Pedro Vicente Fonseca

Personal information
- Born: 21 January 1935 (age 91) São Paulo, Brazil
- Listed height: 5 ft 11 in (1.80 m)
- Position: Point guard

= Pedro Vicente Fonseca =

Brazilian basketball player (born 1935)

Pedro "Pecente" Vicente da Fonseca (born 21 January 1935 in São Vicente), commonly known as Picente Fonseca, or simply as Picente, is a retired Brazilian professional basketball player. At a height of 1.80 m tall, he played at the point guard position.

==Professional career==
As a professional player, he played for several clubs, including: São Vicente, Santos, and XV de Piracicaba.

==National team career==
With the senior Brazilian national basketball team, Picente won the gold medal at the 1959 FIBA World Championship, in Chile. He also won bronze medals at the 1955 Pan American Games, and the 1959. He also won a bronze medal at the 1955 FIBA South American Championship.

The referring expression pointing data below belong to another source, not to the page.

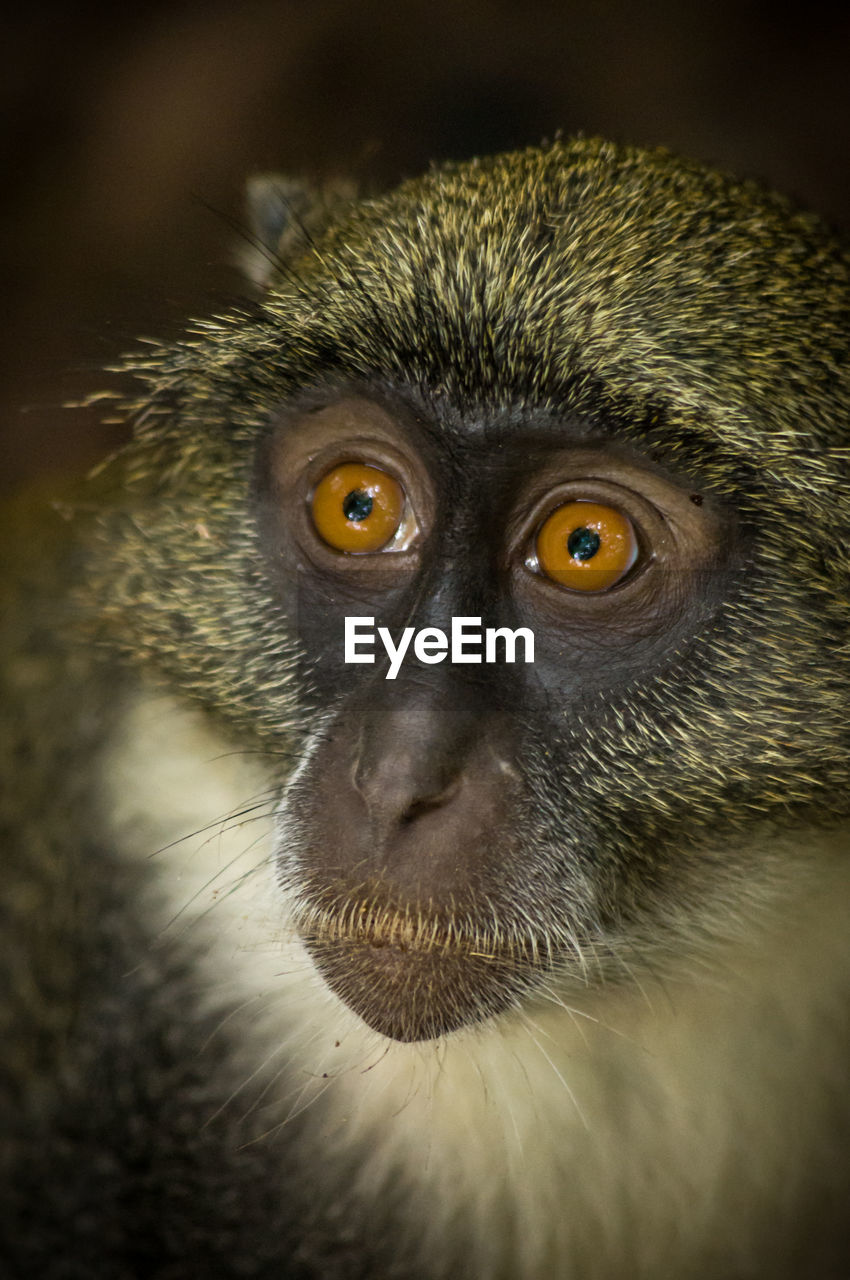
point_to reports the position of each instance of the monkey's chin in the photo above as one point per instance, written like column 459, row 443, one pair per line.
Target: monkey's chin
column 414, row 992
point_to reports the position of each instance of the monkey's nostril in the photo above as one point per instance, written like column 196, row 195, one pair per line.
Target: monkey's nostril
column 425, row 804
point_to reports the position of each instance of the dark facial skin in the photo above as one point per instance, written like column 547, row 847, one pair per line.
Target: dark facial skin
column 419, row 805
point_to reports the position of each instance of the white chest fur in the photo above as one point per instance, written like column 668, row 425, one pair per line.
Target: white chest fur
column 653, row 1132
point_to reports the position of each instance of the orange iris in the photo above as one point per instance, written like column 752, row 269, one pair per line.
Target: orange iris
column 586, row 545
column 356, row 507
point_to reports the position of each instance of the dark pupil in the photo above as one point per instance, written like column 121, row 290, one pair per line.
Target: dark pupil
column 584, row 543
column 357, row 504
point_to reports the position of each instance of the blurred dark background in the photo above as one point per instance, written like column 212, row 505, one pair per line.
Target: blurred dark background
column 127, row 135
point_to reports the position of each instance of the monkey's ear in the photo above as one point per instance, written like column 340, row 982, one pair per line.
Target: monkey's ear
column 284, row 214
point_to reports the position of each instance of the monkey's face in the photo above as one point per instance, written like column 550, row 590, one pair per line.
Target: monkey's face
column 545, row 394
column 446, row 836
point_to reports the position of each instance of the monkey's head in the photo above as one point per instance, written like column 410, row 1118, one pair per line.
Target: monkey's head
column 589, row 392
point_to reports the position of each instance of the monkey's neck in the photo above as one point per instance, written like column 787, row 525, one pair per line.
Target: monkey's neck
column 636, row 1116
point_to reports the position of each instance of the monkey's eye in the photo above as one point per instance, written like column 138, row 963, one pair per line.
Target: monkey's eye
column 357, row 507
column 586, row 545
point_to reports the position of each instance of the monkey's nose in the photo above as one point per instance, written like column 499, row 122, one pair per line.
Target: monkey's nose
column 406, row 767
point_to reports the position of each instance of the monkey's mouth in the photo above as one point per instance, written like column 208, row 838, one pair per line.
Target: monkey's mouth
column 415, row 977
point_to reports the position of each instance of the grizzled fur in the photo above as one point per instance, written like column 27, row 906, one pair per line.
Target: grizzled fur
column 186, row 1097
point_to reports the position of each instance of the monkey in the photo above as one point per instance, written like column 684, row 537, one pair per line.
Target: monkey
column 497, row 969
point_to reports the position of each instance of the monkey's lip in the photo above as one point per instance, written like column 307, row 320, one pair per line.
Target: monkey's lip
column 415, row 981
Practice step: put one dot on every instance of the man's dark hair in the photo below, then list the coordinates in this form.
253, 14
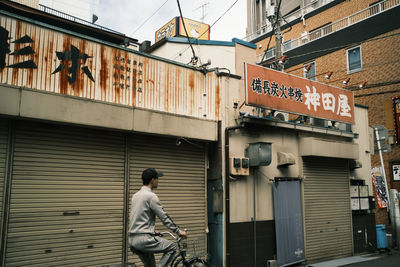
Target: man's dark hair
149, 174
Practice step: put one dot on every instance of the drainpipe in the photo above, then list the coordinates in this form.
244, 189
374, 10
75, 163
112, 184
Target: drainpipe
227, 201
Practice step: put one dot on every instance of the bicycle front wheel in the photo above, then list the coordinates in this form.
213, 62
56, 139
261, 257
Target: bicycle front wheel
194, 262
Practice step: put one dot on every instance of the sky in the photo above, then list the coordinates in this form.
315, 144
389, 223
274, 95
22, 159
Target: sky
126, 16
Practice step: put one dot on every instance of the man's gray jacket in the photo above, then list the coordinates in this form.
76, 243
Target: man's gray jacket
145, 207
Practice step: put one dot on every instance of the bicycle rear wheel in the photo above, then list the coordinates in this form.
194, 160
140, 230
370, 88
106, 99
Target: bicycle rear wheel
195, 262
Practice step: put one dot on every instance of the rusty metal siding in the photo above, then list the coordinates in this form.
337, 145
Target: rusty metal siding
66, 197
119, 76
3, 162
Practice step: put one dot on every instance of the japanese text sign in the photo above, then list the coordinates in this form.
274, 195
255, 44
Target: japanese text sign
281, 91
396, 112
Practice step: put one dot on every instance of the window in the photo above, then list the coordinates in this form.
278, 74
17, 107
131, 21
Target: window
354, 62
287, 45
310, 74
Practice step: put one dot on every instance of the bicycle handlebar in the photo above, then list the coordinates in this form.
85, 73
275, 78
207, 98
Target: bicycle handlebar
171, 234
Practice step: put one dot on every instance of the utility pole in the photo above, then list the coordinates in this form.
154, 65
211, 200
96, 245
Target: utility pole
278, 35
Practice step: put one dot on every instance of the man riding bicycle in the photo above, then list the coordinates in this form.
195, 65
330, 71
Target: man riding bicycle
143, 239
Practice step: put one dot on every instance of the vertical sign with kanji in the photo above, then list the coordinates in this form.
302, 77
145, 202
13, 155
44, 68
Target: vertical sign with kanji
277, 90
396, 113
380, 187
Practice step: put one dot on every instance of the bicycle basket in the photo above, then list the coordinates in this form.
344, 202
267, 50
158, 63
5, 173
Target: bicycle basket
196, 246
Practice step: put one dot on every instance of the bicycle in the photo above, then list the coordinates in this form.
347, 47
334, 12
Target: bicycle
180, 259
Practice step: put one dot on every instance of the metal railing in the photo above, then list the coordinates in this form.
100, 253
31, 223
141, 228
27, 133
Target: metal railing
332, 27
60, 14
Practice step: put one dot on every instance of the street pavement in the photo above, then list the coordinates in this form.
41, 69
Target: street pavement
387, 259
382, 259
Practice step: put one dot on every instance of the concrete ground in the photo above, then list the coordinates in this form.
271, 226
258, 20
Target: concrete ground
382, 259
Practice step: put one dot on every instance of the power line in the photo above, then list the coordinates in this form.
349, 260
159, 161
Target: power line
194, 58
183, 51
273, 27
345, 45
141, 25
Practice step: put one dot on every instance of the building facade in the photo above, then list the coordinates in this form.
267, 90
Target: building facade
81, 116
348, 44
317, 162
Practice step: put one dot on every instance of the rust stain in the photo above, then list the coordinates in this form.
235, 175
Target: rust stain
217, 99
34, 57
103, 72
191, 87
64, 84
177, 90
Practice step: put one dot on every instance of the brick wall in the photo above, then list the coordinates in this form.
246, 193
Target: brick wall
333, 14
381, 63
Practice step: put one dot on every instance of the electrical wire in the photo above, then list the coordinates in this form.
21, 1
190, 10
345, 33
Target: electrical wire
345, 45
273, 27
183, 51
194, 58
141, 25
340, 47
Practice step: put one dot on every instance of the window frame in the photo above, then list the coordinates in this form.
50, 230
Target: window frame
348, 63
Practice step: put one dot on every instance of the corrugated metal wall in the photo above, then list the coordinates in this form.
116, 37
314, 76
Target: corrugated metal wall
118, 76
182, 188
3, 162
328, 225
66, 197
67, 192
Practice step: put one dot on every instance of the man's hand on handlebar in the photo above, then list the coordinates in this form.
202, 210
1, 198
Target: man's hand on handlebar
184, 234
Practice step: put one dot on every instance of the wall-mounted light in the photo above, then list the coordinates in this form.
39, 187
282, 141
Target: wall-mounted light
328, 76
307, 68
362, 85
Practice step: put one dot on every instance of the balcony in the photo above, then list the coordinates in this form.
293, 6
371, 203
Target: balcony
331, 28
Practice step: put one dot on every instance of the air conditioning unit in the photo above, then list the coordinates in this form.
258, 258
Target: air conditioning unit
270, 11
282, 116
239, 166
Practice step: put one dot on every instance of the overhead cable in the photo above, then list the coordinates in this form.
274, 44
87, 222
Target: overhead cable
194, 58
180, 53
141, 25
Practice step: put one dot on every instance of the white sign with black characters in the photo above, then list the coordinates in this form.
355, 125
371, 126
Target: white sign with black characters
396, 172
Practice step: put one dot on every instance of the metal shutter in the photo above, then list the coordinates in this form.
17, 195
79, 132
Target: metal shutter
182, 189
3, 160
66, 197
328, 223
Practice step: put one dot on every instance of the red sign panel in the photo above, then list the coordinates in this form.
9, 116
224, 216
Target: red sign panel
396, 111
281, 91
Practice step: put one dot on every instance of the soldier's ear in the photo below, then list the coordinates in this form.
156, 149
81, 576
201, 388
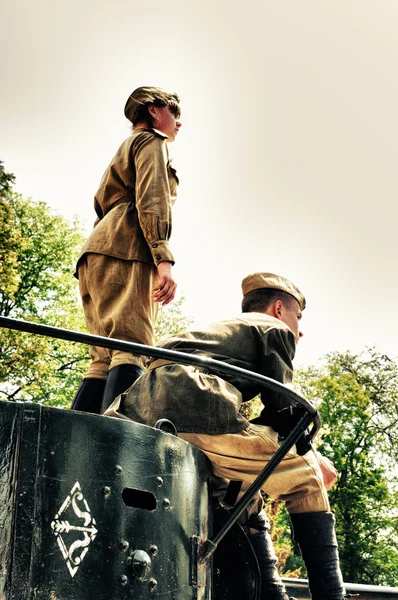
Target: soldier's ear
153, 111
277, 309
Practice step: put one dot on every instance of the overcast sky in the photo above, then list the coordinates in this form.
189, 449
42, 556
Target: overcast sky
287, 156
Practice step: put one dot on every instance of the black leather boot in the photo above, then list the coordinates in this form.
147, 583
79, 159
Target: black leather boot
120, 378
272, 587
316, 537
89, 396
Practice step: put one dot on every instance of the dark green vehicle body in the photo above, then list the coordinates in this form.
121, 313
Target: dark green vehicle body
93, 507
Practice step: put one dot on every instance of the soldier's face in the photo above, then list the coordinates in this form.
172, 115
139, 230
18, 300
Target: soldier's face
167, 122
291, 315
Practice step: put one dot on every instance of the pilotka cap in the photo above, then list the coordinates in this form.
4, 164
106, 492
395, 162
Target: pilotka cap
258, 281
147, 95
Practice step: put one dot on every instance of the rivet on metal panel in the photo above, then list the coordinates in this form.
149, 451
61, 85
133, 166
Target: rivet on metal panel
153, 550
141, 564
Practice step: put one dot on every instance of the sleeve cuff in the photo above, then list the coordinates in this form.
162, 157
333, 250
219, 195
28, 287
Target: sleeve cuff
161, 252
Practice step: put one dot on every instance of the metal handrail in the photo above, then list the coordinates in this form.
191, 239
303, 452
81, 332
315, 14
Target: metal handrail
310, 416
359, 591
174, 355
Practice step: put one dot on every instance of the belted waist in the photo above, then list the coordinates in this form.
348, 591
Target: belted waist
161, 362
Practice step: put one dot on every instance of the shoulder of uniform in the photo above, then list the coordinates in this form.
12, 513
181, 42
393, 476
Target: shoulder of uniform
160, 134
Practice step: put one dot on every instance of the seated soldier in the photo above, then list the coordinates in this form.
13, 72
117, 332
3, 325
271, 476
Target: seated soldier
205, 409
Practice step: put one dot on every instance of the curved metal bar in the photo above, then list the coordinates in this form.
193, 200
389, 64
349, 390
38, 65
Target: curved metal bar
174, 355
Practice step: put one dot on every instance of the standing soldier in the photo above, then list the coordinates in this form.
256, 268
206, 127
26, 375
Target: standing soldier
125, 267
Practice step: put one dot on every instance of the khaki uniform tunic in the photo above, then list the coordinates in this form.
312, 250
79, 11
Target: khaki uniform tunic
117, 266
205, 407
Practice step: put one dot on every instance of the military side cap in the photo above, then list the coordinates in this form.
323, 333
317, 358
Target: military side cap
259, 281
147, 95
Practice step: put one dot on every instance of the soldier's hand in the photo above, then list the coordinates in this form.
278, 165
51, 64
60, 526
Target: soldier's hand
165, 289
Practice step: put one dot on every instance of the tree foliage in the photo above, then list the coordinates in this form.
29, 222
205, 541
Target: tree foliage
38, 250
357, 397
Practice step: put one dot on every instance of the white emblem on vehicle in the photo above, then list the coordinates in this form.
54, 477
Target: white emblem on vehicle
74, 550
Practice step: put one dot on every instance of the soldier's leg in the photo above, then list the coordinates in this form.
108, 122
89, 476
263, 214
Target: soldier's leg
316, 537
298, 481
88, 397
132, 314
272, 587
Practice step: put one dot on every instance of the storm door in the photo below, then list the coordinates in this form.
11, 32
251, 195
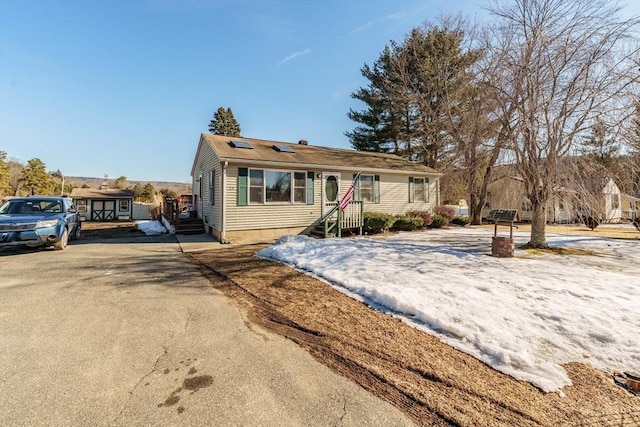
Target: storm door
330, 190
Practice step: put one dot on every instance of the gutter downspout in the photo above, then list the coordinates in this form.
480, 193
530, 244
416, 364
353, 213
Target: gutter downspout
223, 196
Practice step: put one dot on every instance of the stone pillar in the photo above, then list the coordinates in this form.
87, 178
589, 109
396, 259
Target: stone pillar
502, 247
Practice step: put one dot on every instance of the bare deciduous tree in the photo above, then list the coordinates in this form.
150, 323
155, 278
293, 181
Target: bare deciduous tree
564, 64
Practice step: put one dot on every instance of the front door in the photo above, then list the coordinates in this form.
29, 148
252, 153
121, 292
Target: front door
103, 210
330, 190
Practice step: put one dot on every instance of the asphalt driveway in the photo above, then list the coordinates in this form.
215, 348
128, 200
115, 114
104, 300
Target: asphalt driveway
127, 332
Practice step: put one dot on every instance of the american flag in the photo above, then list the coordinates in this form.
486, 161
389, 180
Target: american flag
349, 194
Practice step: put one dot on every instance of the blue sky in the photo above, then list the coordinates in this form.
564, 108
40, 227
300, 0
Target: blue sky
126, 87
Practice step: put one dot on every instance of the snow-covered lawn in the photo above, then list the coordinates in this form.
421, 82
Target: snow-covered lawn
524, 316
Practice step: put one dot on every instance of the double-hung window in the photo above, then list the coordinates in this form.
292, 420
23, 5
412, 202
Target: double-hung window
265, 186
368, 189
418, 189
277, 186
256, 186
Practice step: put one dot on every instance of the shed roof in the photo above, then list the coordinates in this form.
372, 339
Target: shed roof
274, 152
94, 193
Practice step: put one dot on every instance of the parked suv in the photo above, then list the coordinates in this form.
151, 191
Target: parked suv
38, 221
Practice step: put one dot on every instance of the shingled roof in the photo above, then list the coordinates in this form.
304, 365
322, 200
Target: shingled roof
309, 156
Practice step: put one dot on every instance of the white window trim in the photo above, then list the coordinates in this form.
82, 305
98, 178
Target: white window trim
425, 187
291, 173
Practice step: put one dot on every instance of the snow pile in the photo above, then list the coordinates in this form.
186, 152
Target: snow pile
151, 228
524, 316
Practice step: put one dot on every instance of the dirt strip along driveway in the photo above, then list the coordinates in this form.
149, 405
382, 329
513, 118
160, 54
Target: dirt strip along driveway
430, 381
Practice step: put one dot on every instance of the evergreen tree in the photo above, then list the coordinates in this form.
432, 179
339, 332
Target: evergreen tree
409, 96
600, 147
120, 183
224, 123
147, 193
35, 179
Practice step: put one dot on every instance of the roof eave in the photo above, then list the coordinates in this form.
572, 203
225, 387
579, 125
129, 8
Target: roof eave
296, 165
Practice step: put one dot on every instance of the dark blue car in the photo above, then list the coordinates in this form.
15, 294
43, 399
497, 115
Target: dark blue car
38, 221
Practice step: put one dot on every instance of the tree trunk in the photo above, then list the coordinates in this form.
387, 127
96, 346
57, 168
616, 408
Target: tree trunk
539, 226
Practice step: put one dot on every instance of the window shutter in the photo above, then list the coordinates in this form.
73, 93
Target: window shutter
376, 189
410, 189
243, 183
310, 187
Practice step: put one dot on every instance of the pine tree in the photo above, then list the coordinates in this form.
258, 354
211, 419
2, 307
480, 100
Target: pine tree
409, 96
35, 179
224, 123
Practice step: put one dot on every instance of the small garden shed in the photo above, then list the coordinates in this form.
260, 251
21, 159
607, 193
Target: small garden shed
252, 189
103, 204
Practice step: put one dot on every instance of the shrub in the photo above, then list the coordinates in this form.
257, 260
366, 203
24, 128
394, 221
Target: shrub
375, 222
446, 211
439, 221
425, 215
408, 223
461, 220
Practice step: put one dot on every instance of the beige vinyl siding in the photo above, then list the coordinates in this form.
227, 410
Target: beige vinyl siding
267, 216
206, 161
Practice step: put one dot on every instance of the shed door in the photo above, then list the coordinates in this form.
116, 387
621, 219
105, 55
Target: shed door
103, 210
330, 190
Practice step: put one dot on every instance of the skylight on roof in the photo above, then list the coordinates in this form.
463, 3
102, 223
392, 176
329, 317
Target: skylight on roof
240, 144
284, 149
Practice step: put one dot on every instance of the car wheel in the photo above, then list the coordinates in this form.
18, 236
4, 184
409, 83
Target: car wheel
62, 243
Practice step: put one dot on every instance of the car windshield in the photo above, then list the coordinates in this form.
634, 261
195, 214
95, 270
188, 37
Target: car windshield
30, 207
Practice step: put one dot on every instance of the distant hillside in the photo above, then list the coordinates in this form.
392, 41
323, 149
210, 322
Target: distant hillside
92, 182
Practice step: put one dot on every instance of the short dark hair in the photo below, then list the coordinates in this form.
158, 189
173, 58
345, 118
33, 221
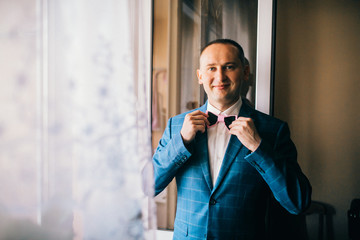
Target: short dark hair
227, 41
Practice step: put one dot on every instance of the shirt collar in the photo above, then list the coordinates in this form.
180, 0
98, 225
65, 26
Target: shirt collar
232, 110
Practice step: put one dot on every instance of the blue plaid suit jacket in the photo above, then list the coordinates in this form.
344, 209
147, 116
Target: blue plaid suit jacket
235, 207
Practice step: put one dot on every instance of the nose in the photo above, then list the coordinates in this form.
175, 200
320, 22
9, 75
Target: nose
220, 75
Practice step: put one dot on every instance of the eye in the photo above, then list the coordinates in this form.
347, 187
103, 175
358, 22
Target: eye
229, 67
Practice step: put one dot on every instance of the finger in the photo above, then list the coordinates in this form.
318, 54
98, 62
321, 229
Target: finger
198, 112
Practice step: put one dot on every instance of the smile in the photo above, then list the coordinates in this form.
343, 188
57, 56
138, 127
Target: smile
221, 86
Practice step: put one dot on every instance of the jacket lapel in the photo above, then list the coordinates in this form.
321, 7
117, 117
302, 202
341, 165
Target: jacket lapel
234, 148
202, 146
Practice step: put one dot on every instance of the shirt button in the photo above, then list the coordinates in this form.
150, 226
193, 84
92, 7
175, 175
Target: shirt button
212, 201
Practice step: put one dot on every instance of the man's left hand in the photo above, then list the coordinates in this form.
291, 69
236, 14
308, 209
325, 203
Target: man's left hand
245, 130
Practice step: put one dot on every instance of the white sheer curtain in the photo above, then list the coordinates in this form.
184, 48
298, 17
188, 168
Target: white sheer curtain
74, 123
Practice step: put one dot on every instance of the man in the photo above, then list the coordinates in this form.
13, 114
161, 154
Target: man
226, 171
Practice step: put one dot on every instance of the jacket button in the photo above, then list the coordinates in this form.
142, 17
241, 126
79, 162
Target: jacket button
212, 201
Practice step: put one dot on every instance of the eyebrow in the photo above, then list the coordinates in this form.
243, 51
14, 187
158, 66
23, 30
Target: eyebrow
227, 63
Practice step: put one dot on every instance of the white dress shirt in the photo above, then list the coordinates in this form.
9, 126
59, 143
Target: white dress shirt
218, 138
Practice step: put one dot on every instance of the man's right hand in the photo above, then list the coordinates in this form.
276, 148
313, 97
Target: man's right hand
193, 122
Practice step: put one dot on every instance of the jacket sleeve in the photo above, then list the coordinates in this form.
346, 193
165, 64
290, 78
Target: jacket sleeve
170, 155
278, 166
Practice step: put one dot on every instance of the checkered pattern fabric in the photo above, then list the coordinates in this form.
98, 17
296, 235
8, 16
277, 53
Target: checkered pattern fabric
235, 207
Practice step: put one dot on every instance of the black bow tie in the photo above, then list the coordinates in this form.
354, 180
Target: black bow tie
214, 119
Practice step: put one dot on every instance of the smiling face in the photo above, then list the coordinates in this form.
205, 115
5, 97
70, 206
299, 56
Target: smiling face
221, 73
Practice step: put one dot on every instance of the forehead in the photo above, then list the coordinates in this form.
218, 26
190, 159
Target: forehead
219, 53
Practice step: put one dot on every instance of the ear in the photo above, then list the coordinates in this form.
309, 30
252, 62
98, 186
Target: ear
199, 75
246, 72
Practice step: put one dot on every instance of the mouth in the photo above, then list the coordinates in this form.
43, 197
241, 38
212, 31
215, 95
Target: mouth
221, 87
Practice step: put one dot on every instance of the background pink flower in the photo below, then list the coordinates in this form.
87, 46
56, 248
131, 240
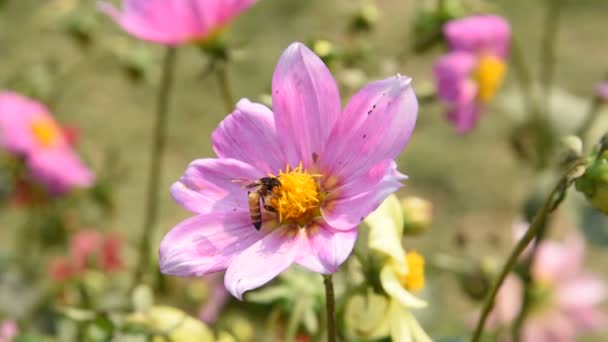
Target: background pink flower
29, 131
175, 22
469, 75
566, 298
335, 167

In total, he played in 26 official games with the senior Brazilian national team, scoring a total of 151 points.

==Post-playing career==
After he ended his basketball playing career, Picente became the technical coordinator of the Clube de Campo de Piracicaba youth basketball teams, as well as the director of AVEBESP, which is the veteran basketball players association of São Paulo state.